You are given numCourses labeled from 0 to numCourses - 1 and a list of prerequisite pairs prerequisites where prerequisites[i] = [a, b] means that course a depends on course b (i.e., b must be taken before a). Determine if its possible to finish all courses, that is, whether the dependency graph contains no cycles.

Example

Input: numCourses = 2, prerequisites = [[1,0]]
Output: true
Explanation: Course 1 requires course 0. This forms a valid sequence.

Input: numCourses = 2, prerequisites = [[1,0],[0,1]]
Output: false
Explanation: Both courses depend on each other, creating an impossible cycle.

Approach

Model courses as vertices and a prerequisite [a, b] as a directed edge from b to a. The problem reduces to cycle detection in a directed graph. Two common strategies exist:

• Kahn's algorithm (BFS) using in-degree and a queue.
• DFS with three-state coloring to detect back edges.

1. BFS – Kahn’s Algorithm

Maintain the in-degree of each vertex. Enqueue all vertices with zero in-degree.

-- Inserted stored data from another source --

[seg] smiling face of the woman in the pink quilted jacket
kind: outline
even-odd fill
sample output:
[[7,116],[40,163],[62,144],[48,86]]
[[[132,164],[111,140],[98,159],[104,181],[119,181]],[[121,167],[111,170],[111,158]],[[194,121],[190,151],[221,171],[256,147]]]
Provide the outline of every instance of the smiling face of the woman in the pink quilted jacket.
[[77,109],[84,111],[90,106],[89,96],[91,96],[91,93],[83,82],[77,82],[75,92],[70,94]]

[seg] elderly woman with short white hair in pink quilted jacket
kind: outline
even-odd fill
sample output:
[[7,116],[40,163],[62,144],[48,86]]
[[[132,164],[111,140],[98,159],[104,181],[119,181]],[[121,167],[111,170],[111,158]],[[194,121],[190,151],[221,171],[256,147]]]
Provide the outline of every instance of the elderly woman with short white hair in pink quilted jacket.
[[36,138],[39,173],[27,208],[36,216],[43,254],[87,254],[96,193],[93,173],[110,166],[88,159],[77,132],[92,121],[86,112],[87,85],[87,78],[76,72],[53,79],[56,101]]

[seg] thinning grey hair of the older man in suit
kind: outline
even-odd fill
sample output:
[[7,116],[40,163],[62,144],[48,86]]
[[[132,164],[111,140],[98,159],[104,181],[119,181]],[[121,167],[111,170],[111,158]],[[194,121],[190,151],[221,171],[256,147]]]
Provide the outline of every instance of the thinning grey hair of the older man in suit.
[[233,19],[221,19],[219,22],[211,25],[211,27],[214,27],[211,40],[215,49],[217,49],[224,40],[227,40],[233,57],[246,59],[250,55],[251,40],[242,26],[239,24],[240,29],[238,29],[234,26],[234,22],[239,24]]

Process the queue: for each removed vertex, decrement the in-degree of its neighbors and enqueue any that become zero. If the number of processed vertiecs equals numCourses, the graph is acyclic.

#include <vector>
#include <queue>

using namespace std;

class SolutionBFS {
public:
    bool canFinish(int numCourses, vector<vector<int>>& prerequisites) {
        vector<vector<int>> graph(numCourses);
        vector<int> indegree(numCourses, 0);
        
        for (auto& edge : prerequisites) {
            int dependent = edge[0];
            int prerequisite = edge[1];
            graph[prerequisite].push_back(dependent);
            ++indegree[dependent];
        }
        
        queue<int> zero_queue;
        for (int i = 0; i < numCourses; ++i) {
            if (indegree[i] == 0) zero_queue.push(i);
        }
        
        int courses_taken = 0;
        while (!zero_queue.empty()) {
            int course = zero_queue.front(); zero_queue.pop();
            ++courses_taken;
            for (int next_course : graph[course]) {
                --indegree[next_course];
                if (indegree[next_course] == 0) {
                    zero_queue.push(next_course);
                }
            }
        }
        
        return courses_taken == numCourses;
    }
};

2. DFS – Cycle Detection via Three-State Coloring

Assign each vertex one of three states:

• 0 – not visited
• 1 – currently in the recursion stack (visiting)
• 2 – fully processed

A back edge to a vertex with state 1 indicates a cycle. The dfs function returns true if a cycle is found.

#include <vector>

using namespace std;

class SolutionDFS {
    vector<vector<int>> graph;
    vector<int> state; // 0: unvisited, 1: visiting, 2: done
    
    bool dfs(int course) {
        state[course] = 1;
        for (int neighbor : graph[course]) {
            if (state[neighbor] == 0) {
                if (dfs(neighbor)) return true;
            } else if (state[neighbor] == 1) {
                return true; // cycle detected
            }
        }
        state[course] = 2;
        return false;
    }
    
public:
    bool canFinish(int numCourses, vector<vector<int>>& prerequisites) {
        graph.resize(numCourses);
        state.assign(numCourses, 0);
        for (auto& p : prerequisites) {
            graph[p[1]].push_back(p[0]);
        }
        
        for (int i = 0; i < numCourses; ++i) {
            if (state[i] == 0) {
                if (dfs(i)) return false;
            }
        }
        return true;
    }
};

3. Complete Example with Input Parsing

Reading numCourses and a string formatted as [[1,0],[0,1]], parsing the 2D vector, and invoking the BFS solution.

#include <iostream>
#include <string>
#include <vector>
#include <sstream>

using namespace std;

vector<vector<int>> parse_2d_vector(const string& s) {
    vector<vector<int>> result;
    string temp = s;
    // Remove outer brackets
    if (!temp.empty() && temp.front() == '[') temp.erase(0, 1);
    if (!temp.empty() && temp.back() == ']') temp.pop_back();
    
    size_t pos = 0;
    while (pos < temp.size()) {
        if (temp[pos] == '[') {
            size_t end = temp.find(']', pos);
            string inner = temp.substr(pos + 1, end - pos - 1);
            vector<int> pair;
            stringstream ss(inner);
            string item;
            while (getline(ss, item, ',')) {
                pair.push_back(stoi(item));
            }
            result.push_back(pair);
            pos = end + 1;
        } else {
            ++pos;
        }
    }
    return result;
}

int main() {
    int numCourses;
    cin >> numCourses;
    string prereq_str;
    cin >> prereq_str;
    
    vector<vector<int>> prerequisites = parse_2d_vector(prereq_str);
    
    SolutionBFS solver;
    cout << boolalpha << solver.canFinish(numCourses, prerequisites) << endl;
    return 0;
}